As vantagens terapêuticas dos princípios activos à base de plantas residem não só na sua eficácia, mas também na sua disponibilidade e relação custo-eficácia. Ao contrário dos medicamentos sintéticos, cuja produção é muitas vezes dispendiosa, os medicamentos à base de plantas podem frequentemente ser obtidos localmente e produzidos a um custo inferior. Em muitas regiões do mundo onde o acesso à medicina moderna é limitado, as plantas medicinais podem, por conseguinte, desempenhar um papel importante nos cuidados de saúde.
Infecções por protozoários: Desafios e soluções à base de plantas
Os protozoários estão entre os parasitas mais difundidos e são responsáveis por um grande número de doenças graves. A malária, a leishmaniose e a doença do sono africana estão entre as doenças mais conhecidas causadas por protozoários e continuam a ser graves problemas de saúde. A crescente resistência dos protozoários aos medicamentos convencionais coloca imensos desafios à medicina. A fitoterapia oferece abordagens prometedoras para o desenvolvimento de novas opções de tratamento.

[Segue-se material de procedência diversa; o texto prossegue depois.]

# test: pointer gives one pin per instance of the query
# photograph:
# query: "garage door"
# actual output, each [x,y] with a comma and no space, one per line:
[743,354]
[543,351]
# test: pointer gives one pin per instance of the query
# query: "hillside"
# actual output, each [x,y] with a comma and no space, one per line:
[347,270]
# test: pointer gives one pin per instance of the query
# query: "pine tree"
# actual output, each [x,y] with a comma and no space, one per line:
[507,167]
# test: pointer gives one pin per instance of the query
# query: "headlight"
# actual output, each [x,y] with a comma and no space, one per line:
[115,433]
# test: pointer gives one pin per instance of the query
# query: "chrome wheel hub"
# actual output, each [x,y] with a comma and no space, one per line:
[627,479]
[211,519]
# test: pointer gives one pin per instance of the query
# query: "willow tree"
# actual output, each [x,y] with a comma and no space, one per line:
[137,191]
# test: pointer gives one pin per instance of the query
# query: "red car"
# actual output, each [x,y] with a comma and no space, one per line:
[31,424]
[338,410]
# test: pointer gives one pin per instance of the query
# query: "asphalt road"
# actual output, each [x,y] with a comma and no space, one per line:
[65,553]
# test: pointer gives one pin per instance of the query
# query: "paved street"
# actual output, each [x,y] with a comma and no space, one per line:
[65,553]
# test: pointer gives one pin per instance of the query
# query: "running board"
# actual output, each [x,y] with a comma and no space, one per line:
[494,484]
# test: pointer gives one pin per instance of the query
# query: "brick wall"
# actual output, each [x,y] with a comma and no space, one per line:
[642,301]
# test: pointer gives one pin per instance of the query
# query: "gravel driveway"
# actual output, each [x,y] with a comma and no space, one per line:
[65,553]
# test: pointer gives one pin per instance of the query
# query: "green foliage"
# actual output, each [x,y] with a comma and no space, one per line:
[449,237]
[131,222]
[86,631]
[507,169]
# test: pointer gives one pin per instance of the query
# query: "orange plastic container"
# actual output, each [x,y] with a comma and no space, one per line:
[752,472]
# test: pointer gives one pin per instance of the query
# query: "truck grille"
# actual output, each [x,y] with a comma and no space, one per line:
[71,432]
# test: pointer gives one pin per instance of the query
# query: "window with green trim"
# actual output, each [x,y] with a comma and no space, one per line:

A malária e a artemisinina: um sucesso da fitoterapia
Uma das aplicações mais conhecidas e mais bem sucedidas da fitoterapia é o tratamento da malária com artemisinina, um ingrediente ativo extraído da planta Artemisia annua, a artemísia anual. A malária, causada por cinco espécies diferentes de Plasmodium, incluindo o Plasmodium falciparum e o Plasmodium vivax, continua a ser uma das doenças parasitárias mais mortíferas a nível mundial. Todos os anos, entre 300 e 500 milhões de pessoas são infectadas com malária e, apesar dos progressos médicos, 1,5 a 2,7 milhões de pessoas morrem todos os anos, principalmente na África subsariana.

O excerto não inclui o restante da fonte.